Là encore sur une inspiration de ma Fufu. Je vous ai déjà parlé de cette meuf incroyable?
Une recette tunisienne. Que ce peuple me pardonne, je me suis largement inspirée de la recette classique mais sans boulettes et avec les poissons que le poissonnier avait de disponible. Je n’ai pas mis de pois chiche car autant Gérard que l’Homme trouvent que je fais déjà bien assez comme ça de lobbying pour ce qu’iels considèrent comme l’oeuvre du démon. Soit. C’était délicieux. La prochaine fois j’accorde plus de temps de cuisson au bouillon et surtout je le corse un peu en mettant des carcasses.
Une première pas trop mal non plus: reste à travailler l’épaisseur de la pâte. Et j’ai enfin compris pourquoi la plupart du temps il y a une feuille de chou en dessous. Parce que sinon ça colle à la plaque vapeur. Hé oui.
Amusant qu’on vienne impliquer les français·es là dedans, d’un coup mais lire note 10.
Martha stewart est une femme d’affaires et animatrice de télévision, spécialisée lifestyle et recettes. Un peu passée par la case prison, aussi.
Fun fact: en donnant juste ces ingrédients, on pourrait signer une autre recette, issue du patrimoine français, la raie à la grenobloise. Pas loin d’une meunière, dans l’idée puisqu’elle se compose de beurre noisette additionné d'une garniture Grenobloise (câpres, suprêmes de citron, de petits croûtons, persil). La différence essentielle étant qu’ici on part du beurre, que l’on va aromatiser, alors que dans la piccata il sert de liant.
Le soir on aime bien regarder ensemble des reels de cuisine, et c’est à croire que tout le monde s’est donné le mot. CAULIFLOWER EVERYWHERE
Bear, Lion, c’est la jungle ici bébé.
Si vous êtes curieux·ses un petit tour ici, avec un peu de conspirationnisme, du gras et des images sexy en diable.

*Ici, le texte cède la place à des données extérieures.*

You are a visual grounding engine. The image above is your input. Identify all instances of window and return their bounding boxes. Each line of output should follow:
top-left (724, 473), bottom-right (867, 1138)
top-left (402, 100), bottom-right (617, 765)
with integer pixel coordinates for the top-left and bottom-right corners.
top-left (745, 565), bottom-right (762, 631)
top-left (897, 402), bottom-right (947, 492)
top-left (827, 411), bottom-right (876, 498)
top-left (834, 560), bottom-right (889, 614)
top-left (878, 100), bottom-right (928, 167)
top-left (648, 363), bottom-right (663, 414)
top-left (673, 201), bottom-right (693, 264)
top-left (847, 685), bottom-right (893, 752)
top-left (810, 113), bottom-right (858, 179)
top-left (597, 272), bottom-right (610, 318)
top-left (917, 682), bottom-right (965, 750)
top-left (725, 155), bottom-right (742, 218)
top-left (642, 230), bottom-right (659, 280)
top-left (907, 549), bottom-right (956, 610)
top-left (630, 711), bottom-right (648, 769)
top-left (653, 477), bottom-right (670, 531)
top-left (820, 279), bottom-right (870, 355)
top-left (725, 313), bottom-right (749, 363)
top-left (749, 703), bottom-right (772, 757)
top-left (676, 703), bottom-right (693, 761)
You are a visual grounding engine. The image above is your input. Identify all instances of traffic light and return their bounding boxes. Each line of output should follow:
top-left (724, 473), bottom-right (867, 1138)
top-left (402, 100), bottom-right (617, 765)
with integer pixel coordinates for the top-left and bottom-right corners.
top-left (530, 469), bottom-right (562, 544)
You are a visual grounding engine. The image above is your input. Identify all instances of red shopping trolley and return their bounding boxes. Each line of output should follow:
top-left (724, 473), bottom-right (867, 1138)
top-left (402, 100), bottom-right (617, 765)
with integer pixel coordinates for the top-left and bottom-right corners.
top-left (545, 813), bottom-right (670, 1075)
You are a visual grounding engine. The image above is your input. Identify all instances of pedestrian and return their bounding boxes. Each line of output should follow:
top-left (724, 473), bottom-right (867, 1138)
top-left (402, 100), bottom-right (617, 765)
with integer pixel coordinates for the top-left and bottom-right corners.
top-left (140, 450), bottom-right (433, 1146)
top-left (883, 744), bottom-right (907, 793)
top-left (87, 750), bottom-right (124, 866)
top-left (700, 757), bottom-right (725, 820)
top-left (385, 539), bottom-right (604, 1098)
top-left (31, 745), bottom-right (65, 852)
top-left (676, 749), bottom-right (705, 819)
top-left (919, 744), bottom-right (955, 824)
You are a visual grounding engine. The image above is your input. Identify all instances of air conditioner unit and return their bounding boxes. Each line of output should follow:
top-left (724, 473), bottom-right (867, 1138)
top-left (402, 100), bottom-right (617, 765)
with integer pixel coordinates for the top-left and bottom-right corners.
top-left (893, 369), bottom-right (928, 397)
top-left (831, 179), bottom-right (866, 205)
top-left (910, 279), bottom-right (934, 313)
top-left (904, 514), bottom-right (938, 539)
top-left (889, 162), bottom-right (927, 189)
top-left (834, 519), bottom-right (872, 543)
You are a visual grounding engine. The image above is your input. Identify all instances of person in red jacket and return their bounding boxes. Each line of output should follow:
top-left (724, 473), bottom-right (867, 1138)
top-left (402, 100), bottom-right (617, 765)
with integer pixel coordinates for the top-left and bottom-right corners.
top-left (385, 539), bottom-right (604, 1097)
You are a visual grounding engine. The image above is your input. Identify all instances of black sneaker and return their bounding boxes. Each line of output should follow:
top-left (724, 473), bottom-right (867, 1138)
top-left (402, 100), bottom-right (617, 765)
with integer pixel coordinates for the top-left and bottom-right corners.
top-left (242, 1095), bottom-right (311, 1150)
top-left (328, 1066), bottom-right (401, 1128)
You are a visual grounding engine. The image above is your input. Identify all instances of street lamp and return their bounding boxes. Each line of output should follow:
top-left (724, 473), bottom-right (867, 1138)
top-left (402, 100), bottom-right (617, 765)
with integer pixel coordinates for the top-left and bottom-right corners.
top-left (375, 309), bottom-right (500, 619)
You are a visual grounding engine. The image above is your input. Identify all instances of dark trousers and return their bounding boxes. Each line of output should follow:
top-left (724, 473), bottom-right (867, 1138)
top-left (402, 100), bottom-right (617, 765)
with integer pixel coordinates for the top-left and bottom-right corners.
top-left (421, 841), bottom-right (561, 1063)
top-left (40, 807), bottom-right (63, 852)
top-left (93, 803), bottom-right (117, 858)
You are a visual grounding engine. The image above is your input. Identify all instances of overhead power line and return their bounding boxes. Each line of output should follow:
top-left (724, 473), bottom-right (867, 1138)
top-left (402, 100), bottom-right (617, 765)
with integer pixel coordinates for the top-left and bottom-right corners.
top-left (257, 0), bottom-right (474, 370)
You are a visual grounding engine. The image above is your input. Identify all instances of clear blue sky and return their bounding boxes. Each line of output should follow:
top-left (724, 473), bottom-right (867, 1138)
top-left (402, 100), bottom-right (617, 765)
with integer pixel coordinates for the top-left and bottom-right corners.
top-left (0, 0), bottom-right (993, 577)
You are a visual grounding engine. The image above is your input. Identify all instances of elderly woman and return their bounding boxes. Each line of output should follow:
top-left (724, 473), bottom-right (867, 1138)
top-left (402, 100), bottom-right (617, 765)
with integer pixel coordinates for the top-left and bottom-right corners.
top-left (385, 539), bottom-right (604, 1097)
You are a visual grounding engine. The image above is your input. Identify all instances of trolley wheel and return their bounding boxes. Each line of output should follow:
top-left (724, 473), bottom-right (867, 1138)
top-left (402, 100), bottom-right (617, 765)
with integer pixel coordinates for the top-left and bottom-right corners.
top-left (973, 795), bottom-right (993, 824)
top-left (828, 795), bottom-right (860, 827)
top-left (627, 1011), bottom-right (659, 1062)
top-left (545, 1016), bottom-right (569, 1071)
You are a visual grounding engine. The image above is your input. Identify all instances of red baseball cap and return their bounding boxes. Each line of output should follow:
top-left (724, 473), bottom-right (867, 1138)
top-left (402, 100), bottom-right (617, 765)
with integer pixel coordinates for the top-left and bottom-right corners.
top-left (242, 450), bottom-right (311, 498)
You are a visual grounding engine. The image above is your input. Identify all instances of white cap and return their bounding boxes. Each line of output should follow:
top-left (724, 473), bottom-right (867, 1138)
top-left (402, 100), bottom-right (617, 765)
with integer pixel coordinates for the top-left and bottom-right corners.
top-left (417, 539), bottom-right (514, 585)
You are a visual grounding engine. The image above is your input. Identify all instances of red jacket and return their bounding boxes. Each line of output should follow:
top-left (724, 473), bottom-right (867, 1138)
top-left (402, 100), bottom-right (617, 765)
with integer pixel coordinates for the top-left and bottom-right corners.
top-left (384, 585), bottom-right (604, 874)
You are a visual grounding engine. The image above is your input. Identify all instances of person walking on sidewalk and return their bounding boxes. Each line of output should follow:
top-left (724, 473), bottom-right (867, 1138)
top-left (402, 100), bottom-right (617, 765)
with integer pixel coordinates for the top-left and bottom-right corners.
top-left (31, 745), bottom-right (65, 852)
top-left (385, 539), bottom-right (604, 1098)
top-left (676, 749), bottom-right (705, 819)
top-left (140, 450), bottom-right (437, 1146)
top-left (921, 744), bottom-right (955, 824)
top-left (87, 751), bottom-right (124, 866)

“Make sure your salt doesn’t have added ingredients!!” peut-on lire sur le site de Lion diet.
Peut-être est ce le centre de mon prochain livre allez savoir.
A écouter, ce très très chouette podcast autour d’un livre paru chez Epure “Tiens, mange ! Tu aimes?” sur la transmission du goût, d’un pays à l’autre, d’une génération à l’autre.